3. Vietnamese press review One day after its discovery, the headline “Rescue of 15 Vietnamese women from a baby breeding ring in Thailand” appeared in the most popular newspapers in Vietnam: the HCMC Law newspaper (Báo pháp luật TPHCM), the HCMC Women’s Newspaper (Báo phụ nữ TPHCM), the HCMC Police newspaper (Báo công an TPHCM) and the Youth Newspapers (Báo tuổi trẻ and Báo Thanh Niên). Among the most noticeable and provocative titles are “Coming to Thailand due to destitution,” “Laughter and tears at the fate of surrogates,” “The uncertain fate of Vietnamese surrogate mothers,” and “A savage contract.” Remarkably, the Police Newspaper has since published a series of seven reports entitled, “The cross-border journey for surrogacy.” The reports dramatically described the “savage” nature of the contract terms the women were forced to sign in “tears” and “disgrace.” They highlighted how badly the “lured women” were treated from the moment they arrived at Bangkok airport and the harsh conditions enforced upon them: rape, living under house arrest, having passports seized, all activities being supervised, being forced to take embryotrophic medicine, prohibited from contacting families and forced to eat Thai food (which is, according to the Youth Newspaper Tuôi Tre, why the Vietnamese Embassy in Thailand promised to provide Vietnamese food, milk and fish sauce to the victims). It appears the Vietnamese media inflated the scarce details that the Thai authorities and international media reported about the living conditions, seemingly to qualify the women as indisputable victims of human trafficking. Some Vietnamese reports admitted that despite some women voluntarily entering into the surrogacy deal, this was only shamefully accepted under duress, predominantly due to poverty, gullibility and lack of education. A common image emerged; “almost all of the surrogate women’s families are poor, and the women are school drop-outs, factors which combined made


the women easy targets to fall into the trap of human trafficking rings, in this case one managed by Taiwanese people” (Police Newspaper, “The cross-border journey for surrogacy,” 22/03/2011). Meanwhile, the Taiwanese alleged trafficker and his wife were portrayed as greedy people who have greatly profited from enforced surrogacy, affording luxuries including property, travel to Hawaii and “queen-like clothes” for the wife. The Youth Newspaper (Tuôi Tre) highlighted the potential revenue generated by the “business of trafficking” by comparing the price per baby sold (between US$ 32,000 and US$ 50,000) for the Baby-101 company, and the payment per baby (US$ 5,000) promised to each surrogate mother. Newspapers also expressed concerns about the repatriation and reintegration process, as well as the issue of the babies’ nationalities, since seven women currently were pregnant (two with twins) and three had already delivered in Bangkok. The Women’s Newspaper argued that the Women’s Union was sympathetic to the cause and was active in preparing to receive the group on April 18, 2011, following the court hearing, and to support them upon their returns. The Women’s Newspaper cited AAT in Vietnam as having coordinated with Vietnamese authorities, especially Women’s Unions, to support the women as soon as they returned. In addition, the National Women’s Union referred to AAT in Vietnam’s support centers in Ho Chi Minh City and Can Tho as among the options for women who needed support.

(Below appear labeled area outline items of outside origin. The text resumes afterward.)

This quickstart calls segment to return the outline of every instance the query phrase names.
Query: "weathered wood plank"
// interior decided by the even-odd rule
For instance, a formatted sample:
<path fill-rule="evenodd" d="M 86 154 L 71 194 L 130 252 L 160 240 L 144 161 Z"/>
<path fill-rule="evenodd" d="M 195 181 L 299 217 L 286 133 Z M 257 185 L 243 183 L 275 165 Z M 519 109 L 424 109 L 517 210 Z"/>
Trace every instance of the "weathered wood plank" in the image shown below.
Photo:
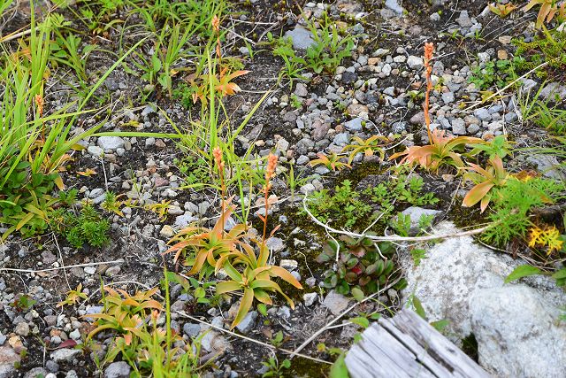
<path fill-rule="evenodd" d="M 407 375 L 396 374 L 396 366 L 381 351 L 368 352 L 364 346 L 363 342 L 355 344 L 346 356 L 345 361 L 351 378 L 379 378 L 387 375 L 407 378 Z M 395 374 L 392 375 L 392 372 Z"/>
<path fill-rule="evenodd" d="M 446 377 L 452 374 L 454 371 L 452 368 L 447 368 L 447 366 L 429 356 L 424 348 L 420 346 L 409 335 L 397 329 L 390 319 L 381 318 L 379 322 L 381 327 L 386 328 L 387 332 L 409 349 L 416 356 L 417 360 L 425 366 L 435 376 Z"/>
<path fill-rule="evenodd" d="M 373 348 L 379 349 L 385 355 L 395 363 L 399 369 L 404 371 L 408 376 L 422 378 L 434 378 L 425 366 L 417 361 L 417 356 L 399 343 L 385 328 L 374 323 L 364 332 L 367 332 L 367 343 Z"/>
<path fill-rule="evenodd" d="M 484 378 L 490 375 L 452 342 L 444 337 L 420 316 L 404 309 L 392 319 L 402 332 L 409 335 L 427 354 L 452 368 L 452 376 Z"/>
<path fill-rule="evenodd" d="M 487 378 L 465 353 L 410 310 L 373 323 L 346 355 L 352 378 Z"/>

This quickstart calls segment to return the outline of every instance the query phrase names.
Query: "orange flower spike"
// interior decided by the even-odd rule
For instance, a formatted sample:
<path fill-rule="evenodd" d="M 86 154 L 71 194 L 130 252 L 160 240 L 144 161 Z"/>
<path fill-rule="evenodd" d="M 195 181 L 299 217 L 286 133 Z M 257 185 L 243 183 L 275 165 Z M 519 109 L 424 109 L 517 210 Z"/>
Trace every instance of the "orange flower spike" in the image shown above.
<path fill-rule="evenodd" d="M 269 181 L 275 177 L 275 168 L 277 168 L 278 158 L 273 154 L 270 154 L 267 158 L 267 169 L 265 169 L 265 181 Z"/>
<path fill-rule="evenodd" d="M 431 60 L 432 60 L 432 53 L 434 52 L 434 44 L 432 42 L 424 43 L 424 68 L 426 70 L 426 93 L 424 96 L 424 123 L 426 124 L 426 132 L 428 134 L 429 143 L 432 143 L 431 139 L 431 118 L 429 115 L 429 98 L 430 92 L 432 89 L 432 81 L 431 81 L 431 74 L 432 73 L 432 66 L 431 66 Z"/>
<path fill-rule="evenodd" d="M 220 147 L 215 147 L 214 150 L 212 150 L 212 156 L 214 156 L 214 161 L 218 170 L 223 171 L 224 162 L 222 161 L 222 150 L 220 150 Z"/>
<path fill-rule="evenodd" d="M 212 17 L 212 29 L 214 33 L 218 34 L 220 32 L 220 19 L 218 19 L 218 16 L 216 14 Z"/>
<path fill-rule="evenodd" d="M 35 95 L 35 104 L 37 105 L 39 116 L 43 117 L 43 97 L 42 97 L 42 95 Z"/>
<path fill-rule="evenodd" d="M 432 60 L 432 53 L 434 52 L 434 44 L 432 42 L 424 43 L 424 66 L 429 66 L 429 63 Z"/>

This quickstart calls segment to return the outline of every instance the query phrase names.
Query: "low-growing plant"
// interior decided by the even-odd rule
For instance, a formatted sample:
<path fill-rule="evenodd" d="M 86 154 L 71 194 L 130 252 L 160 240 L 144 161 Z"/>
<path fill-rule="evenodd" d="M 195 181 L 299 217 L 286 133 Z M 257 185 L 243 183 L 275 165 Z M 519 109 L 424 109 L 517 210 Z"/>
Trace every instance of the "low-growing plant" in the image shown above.
<path fill-rule="evenodd" d="M 519 176 L 521 177 L 521 176 Z M 533 225 L 530 219 L 533 208 L 553 204 L 564 190 L 556 181 L 526 175 L 509 178 L 491 197 L 493 212 L 489 215 L 493 227 L 482 238 L 497 245 L 506 245 L 515 237 L 526 237 Z"/>
<path fill-rule="evenodd" d="M 473 157 L 479 153 L 485 153 L 488 158 L 503 158 L 511 154 L 511 142 L 507 139 L 507 136 L 501 135 L 494 136 L 486 143 L 481 143 L 479 144 L 471 144 L 472 150 L 467 156 Z"/>
<path fill-rule="evenodd" d="M 386 284 L 394 271 L 394 251 L 391 243 L 376 243 L 367 237 L 342 235 L 340 242 L 328 241 L 317 261 L 336 261 L 337 266 L 325 272 L 323 285 L 344 295 L 354 288 L 365 295 L 373 294 Z"/>
<path fill-rule="evenodd" d="M 384 146 L 387 143 L 391 142 L 389 138 L 382 135 L 373 135 L 367 139 L 362 139 L 359 136 L 354 136 L 352 138 L 353 143 L 346 145 L 342 149 L 342 152 L 349 152 L 349 158 L 348 159 L 348 164 L 352 164 L 356 155 L 358 153 L 363 153 L 366 158 L 372 157 L 376 152 L 379 154 L 381 160 L 385 159 Z"/>
<path fill-rule="evenodd" d="M 380 224 L 386 224 L 395 204 L 422 206 L 439 201 L 433 193 L 424 193 L 423 189 L 421 177 L 408 176 L 402 171 L 361 193 L 345 180 L 333 191 L 325 189 L 314 192 L 309 198 L 309 211 L 322 222 L 348 228 L 363 221 L 371 223 L 377 218 Z"/>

4. Thai press review The Thai press heavily reported this case and this review identifies those that focus on issues not covered widely, predominantly: the legal procedures between health agencies and professionals; as well as the victims’ repatriation. This information was reported largely in the newspaper Thai Rath (


The newspaper reported the immigration police arrested the company in Ramkhamhaeng, Bangkok and rescued 15 Vietnamese women aged between 25-30 years old who were forced by a Taiwanese gang to be surrogate mothers for Taiwanese millionaires who have no children or have fertility problems. The Thai Rath newspaper reported the impact of the case on the health system, in stating that an official from the Department of Health Services Support requested information about the women from Seri Rak Hospital to examine admittance and prenatal care procedures. Thai media reported that all 15 Vietnamese women were sent to the Baan Kredtrakarn Protection and Occupational Development Center for care and given explanations of hospital services. However, despite reports that the hospital was complicit in the case, there is no evidence of this. The same newspaper reported Minister of Public Health Mr Jurin Laksanavisit, was interviewed following a meeting with representatives from 12 organizations: the Department of Health Services Support; the Public Health Ministry; the Medical Council; the Noppharat Ratchathani 4

hospital; the Ministry of Social Development and Human Security; the President of the Royal Thai College of Obstetricians and Gynecologists; the Immigration Bureau; Deputy General Director of Department of Special of Investigations (DSI); AAT in Thailand; , Baan Kredtrakarn Protection and Occupational Development Center; the Vietnamese Embassy; and the Department of Foreign Affairs. Media reported about the outcomes of the meeting: 1. Following interviews with the 15 women, the Taiwanese company will be prosecuted for human trafficking and detention. 2. Those responsible for artificial insemination, including personnel and institutions will be prosecuted by the medical council for unethical conduct and if found guilty will be imprisoned for up to 1 year and fined 20,000 baht. 3. Two of the women at first indicated they would like to terminate their pregnancies, however they then both informed the Social Development and Human Security Ministry they wanted to continue. In relation to repatriation, the Thai Rath newspaper reported that the Vietnamese Embassy would coordinate with AAT in Thailand, the Ministry of Social Development and Human Security, and the Ministry of Foreign Affairs to transfer the 15 Vietnamese women home. .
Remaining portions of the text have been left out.